The increasingly popular practice of keeping an eye on the polling places, looking for cheats on one hand and unfair barriers to eligible voters on the other, has come to Minnesota, although in a milder form than in heavily contested states such as Ohio. Election Integrity Watch, which is worried about fraud, and Election Protection, concerned about voters' rights, will have their hotlines and volunteers ready.
Inside the polls, the major parties expect to station official challengers who can watch the proceedings at select precincts. State law limits the ability of those observers to challenge individual voters, but the potential for low-level conflict exists -- particularly in close elections.

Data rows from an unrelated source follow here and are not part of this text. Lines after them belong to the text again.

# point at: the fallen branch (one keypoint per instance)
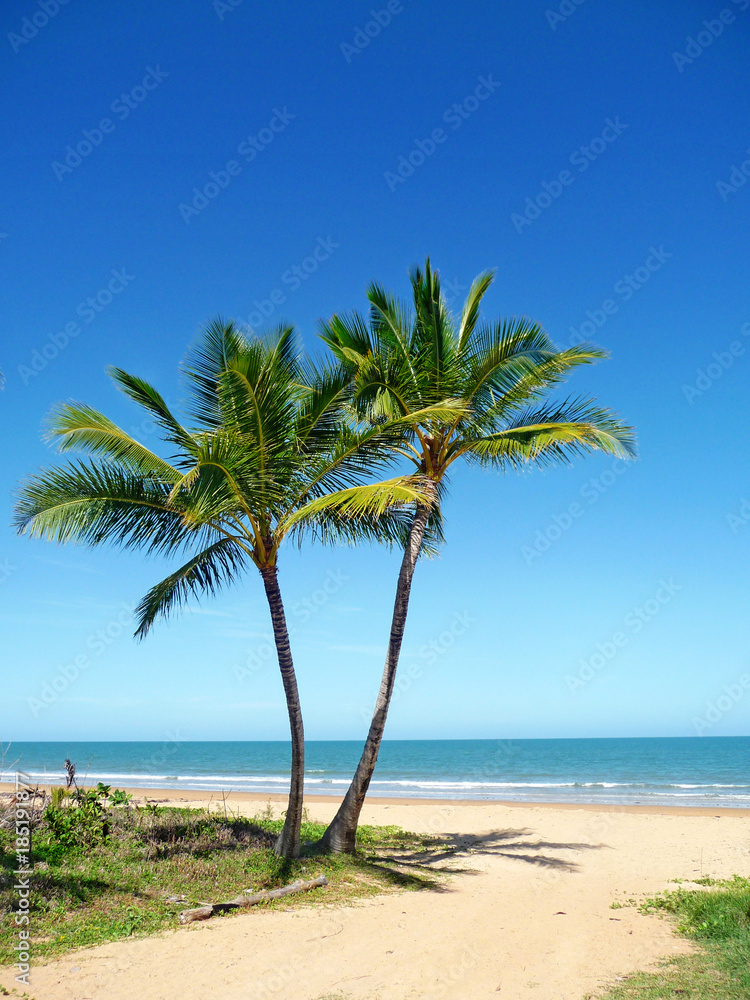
(246, 899)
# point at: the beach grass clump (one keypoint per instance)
(717, 918)
(102, 872)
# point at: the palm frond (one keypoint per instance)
(206, 573)
(76, 426)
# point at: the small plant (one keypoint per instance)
(120, 798)
(81, 821)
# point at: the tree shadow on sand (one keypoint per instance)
(442, 853)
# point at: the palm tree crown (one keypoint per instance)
(455, 388)
(272, 454)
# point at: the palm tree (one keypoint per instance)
(484, 388)
(271, 456)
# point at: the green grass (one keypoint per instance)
(718, 920)
(120, 887)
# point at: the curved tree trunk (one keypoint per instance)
(342, 832)
(288, 842)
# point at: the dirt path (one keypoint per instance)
(533, 919)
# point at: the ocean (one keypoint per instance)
(695, 771)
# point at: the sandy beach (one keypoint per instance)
(528, 915)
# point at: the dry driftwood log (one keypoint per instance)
(246, 899)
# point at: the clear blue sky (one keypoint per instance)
(318, 125)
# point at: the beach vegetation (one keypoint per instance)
(114, 872)
(717, 919)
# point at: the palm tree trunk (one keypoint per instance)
(288, 842)
(341, 834)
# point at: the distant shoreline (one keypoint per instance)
(197, 799)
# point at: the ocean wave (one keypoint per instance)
(266, 779)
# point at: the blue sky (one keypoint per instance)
(591, 153)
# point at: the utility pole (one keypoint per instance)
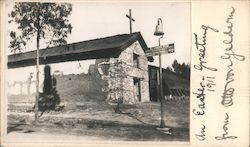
(130, 20)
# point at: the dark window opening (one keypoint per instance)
(137, 86)
(136, 60)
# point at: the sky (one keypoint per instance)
(98, 20)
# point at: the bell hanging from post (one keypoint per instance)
(159, 28)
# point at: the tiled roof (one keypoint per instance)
(92, 49)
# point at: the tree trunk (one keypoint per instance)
(37, 68)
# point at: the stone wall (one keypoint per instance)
(121, 75)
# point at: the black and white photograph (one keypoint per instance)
(88, 72)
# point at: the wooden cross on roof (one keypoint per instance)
(130, 20)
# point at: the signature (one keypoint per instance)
(225, 128)
(202, 49)
(227, 95)
(201, 136)
(201, 96)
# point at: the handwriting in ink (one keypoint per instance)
(225, 128)
(201, 96)
(202, 49)
(210, 83)
(228, 93)
(202, 134)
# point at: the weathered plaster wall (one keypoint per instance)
(121, 74)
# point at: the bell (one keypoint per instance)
(159, 28)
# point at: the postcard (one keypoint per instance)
(123, 73)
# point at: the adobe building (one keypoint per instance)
(120, 61)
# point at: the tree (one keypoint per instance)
(47, 21)
(182, 69)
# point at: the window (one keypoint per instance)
(137, 89)
(135, 60)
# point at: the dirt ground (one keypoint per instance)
(98, 121)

"We advise folks to never, under any circumstances, actually approach a voter or challenge a voter," said Walter Hudson, who is organizing fraud-seeking volunteers for Election Integrity Watch, an affiliate of the pro-photo ID group Minnesota Majority. "Our job ... is to observe anything that seems to be out of line or suspicious, and report that."
Jonathan Van Horn, a lawyer helping to organize Election Protection, said the goal is to protect the rights of voters and help them deal with barriers and bureaucratic snafus. "Part of the role is looking for instances which, fortunately, in this state are rare but do happen, where the system isn't working the way it should be working," he said.
Tuesday's ballot, which includes a constitutional amendment on whether to require photo ID at the polls, is the culmination of a raging debate over how Minnesota's election system operates. The ballot booth has become a focal point of contention.
In Minnesota in 2004, when Republican President George W. Bush and Democratic Sen. John Kerry battled for the state's electoral votes, scattered complaints arose about behavior inside and outside the polling place.
Republican poll challengers were accused of intimidating voters on the Red Lake Indian Reservation and in Duluth. The liberal group MoveOn.org was accused of stationing volunteers too close to the polls.